Thus, in his De Legibus Angliae, Lib. III, cap. XXXII, p. 151, De Corona, Bracton observes that there is a distinction between the theft of that which is of great importance and that which is of trifling consequence, and that regard must accordingly be had to the nature of the thing stolen. That for petty larceny no Christian should be put to death but should be otherwise chastised lest an easy remission tempt other delinquents and evil deeds remain unpunished. And so, according to the nature of the thing stolen, if the thief is convicted, he should either be put to death, or should adjure the county, city, burgh or vill, or be dismissed with stripes. ("Est etiam furtude re magna et re minima et ideo habenda erit ratio quae relqualis sit res quae furatur: Pro parvo enim latrocinio, vel pparva re, nullus christianus morti tradatur, sed alio modo siccastigetur, ne facilitas veniae aliis materiam prebeatdelinquendi, et ne maleficia remaneant impunita.. Et ideosecundum qualitatem rei furatae *Page 80 et valorem, si fur convictus fuerit, aut morti tradatur, autregnum abjuret vel patriam, comitatum, civitatem, burgum velvillam, aut fustigetur, et sic castigatus dimittatur.")

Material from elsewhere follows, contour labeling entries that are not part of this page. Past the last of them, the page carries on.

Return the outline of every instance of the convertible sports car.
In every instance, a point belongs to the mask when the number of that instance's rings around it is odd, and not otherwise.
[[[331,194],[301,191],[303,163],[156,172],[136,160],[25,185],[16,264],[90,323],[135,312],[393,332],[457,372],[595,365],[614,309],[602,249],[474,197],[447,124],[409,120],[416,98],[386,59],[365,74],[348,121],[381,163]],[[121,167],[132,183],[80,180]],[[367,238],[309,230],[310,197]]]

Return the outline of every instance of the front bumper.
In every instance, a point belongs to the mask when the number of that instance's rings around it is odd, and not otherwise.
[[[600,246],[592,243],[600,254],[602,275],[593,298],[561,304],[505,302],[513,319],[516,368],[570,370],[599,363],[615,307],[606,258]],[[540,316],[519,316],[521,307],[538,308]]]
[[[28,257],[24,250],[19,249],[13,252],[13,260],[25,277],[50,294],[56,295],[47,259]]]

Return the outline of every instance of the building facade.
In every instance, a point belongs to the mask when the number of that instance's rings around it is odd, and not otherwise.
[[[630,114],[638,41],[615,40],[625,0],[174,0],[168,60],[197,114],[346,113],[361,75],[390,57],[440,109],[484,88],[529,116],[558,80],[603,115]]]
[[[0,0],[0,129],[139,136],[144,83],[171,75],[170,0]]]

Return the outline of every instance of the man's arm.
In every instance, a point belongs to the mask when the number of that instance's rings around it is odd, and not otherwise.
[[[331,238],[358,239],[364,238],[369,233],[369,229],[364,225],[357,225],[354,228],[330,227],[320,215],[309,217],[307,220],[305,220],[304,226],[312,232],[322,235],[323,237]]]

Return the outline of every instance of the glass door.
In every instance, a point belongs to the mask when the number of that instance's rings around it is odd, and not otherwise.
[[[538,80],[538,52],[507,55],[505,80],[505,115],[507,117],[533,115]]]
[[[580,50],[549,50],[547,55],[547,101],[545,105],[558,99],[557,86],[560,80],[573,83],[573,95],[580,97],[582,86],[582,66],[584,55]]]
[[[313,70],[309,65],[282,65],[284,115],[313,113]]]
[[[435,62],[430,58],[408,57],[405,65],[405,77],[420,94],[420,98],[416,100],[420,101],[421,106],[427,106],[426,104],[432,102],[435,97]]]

Again, perjury was only a misdemeanor at common law (2 Bish. Cr. L. § 1054), and by the Act of 1647, supra, (I R.I. Col. Rec. 181) was punishable only by a fine of £ 5 and a disqualification to hold office and to thereafter testify, in addition to a liability to satisfy any loss created by his false testimony, as follows: "And because many, in giving engagement or testimony, are usually more over awed with the Penaltie which is known, than with the most High, who is little known in the Kingdoms of men.

"It is, therefore, further agreed and ordered, that he that falsifieth such a solemn profession or testimony, shall be accounted among us as a perjured person, and his penaltie shall be that, looke what detriment is or might be brought upon others by falsifying his engagement or testimony, the same shall fall upon himself. He shall also forfeit five pounds, and be disenabled eyther to beare office, or to give Testimony in any Court of Record, until the Colonie release him; and this forfeiture and detriment, the partie being lawfully convicted, shall be, one halfe to the King's Custome, and the other shall go to the partie grieved that sues for it, by action of debt or bill; but in case the partie be not worth so much, then shall he be imprisoned in the House of Correction till it be wrought out, or else sett in the Pillory in some open place, and have his Eares nayled thereto; and then may the partie grieved receive his damages; and the procurer shall have the like penaltie. See 5 Eliz. 9."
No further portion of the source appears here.